Measuring Refactoring Success

Track these metrics to ensure refactoring improved the code:
  • Code Metrics
  • Performance
  • Maintainability
  • Developer Experience
# Before and after comparison
forge task create \
  --title "Generate code metrics report" \
  --agent gemini

# Compare:
# - Lines of code (should decrease)
# - Cyclomatic complexity (should decrease)
# - Code duplication (should decrease)
# - Test coverage (should increase)

Pro Tips

Each commit should pass all tests:
# ✅ Good: One refactoring per task
forge task create --title "Extract calculateTax method"
forge task create --title "Extract calculateShipping method"
forge task create --title "Extract applyDiscounts method"
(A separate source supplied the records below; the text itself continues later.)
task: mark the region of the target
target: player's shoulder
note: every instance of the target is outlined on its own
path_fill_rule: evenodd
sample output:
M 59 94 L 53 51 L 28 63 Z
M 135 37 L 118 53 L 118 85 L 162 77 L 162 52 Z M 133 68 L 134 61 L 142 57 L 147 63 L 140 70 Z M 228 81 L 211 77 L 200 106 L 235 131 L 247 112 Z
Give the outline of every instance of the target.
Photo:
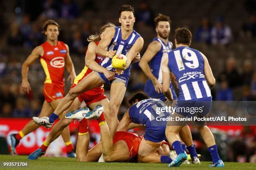
M 64 42 L 63 42 L 63 41 L 58 41 L 58 42 L 57 43 L 57 45 L 62 45 L 62 46 L 64 46 L 66 47 L 67 47 L 67 46 L 68 47 L 68 45 L 67 44 L 65 44 L 65 43 L 64 43 Z
M 44 52 L 44 47 L 42 45 L 36 47 L 33 49 L 34 52 Z
M 38 55 L 42 56 L 44 53 L 44 48 L 41 45 L 36 46 L 33 49 L 31 52 L 32 54 L 36 55 Z
M 138 33 L 138 32 L 136 31 L 136 30 L 133 30 L 133 34 L 135 34 L 135 35 L 141 37 L 141 35 L 139 34 Z
M 88 45 L 88 49 L 90 48 L 96 48 L 99 44 L 99 42 L 97 42 L 92 41 L 90 42 Z
M 154 51 L 159 51 L 161 47 L 161 44 L 156 40 L 151 42 L 148 45 L 148 48 L 154 50 Z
# ❌ Bad: Everything at once
forge task create --title "Refactor entire order processing"
// Deploy refactored code behind feature flag
const orderProcessor = featureFlags.isEnabled('new-order-processor')
  ? new RefactoredOrderProcessor()
  : new LegacyOrderProcessor();

// Gradually roll out, monitor for issues
forge task create \
  --title "Document refactoring decisions" \
  --description "ADR: Why we chose pipeline pattern over strategy pattern" \
  --agent gemini
# One agent refactors, another reviews
forge task create --title "Refactor auth module" --agent gemini
forge task create --title "Review auth refactoring" --agent claude-code

Next Steps


Remember: Refactoring is not about making code “perfect”. It’s about making it better, safer, and easier to maintain. With Forge’s isolation, you can experiment freely and choose the approach that truly improves your codebase.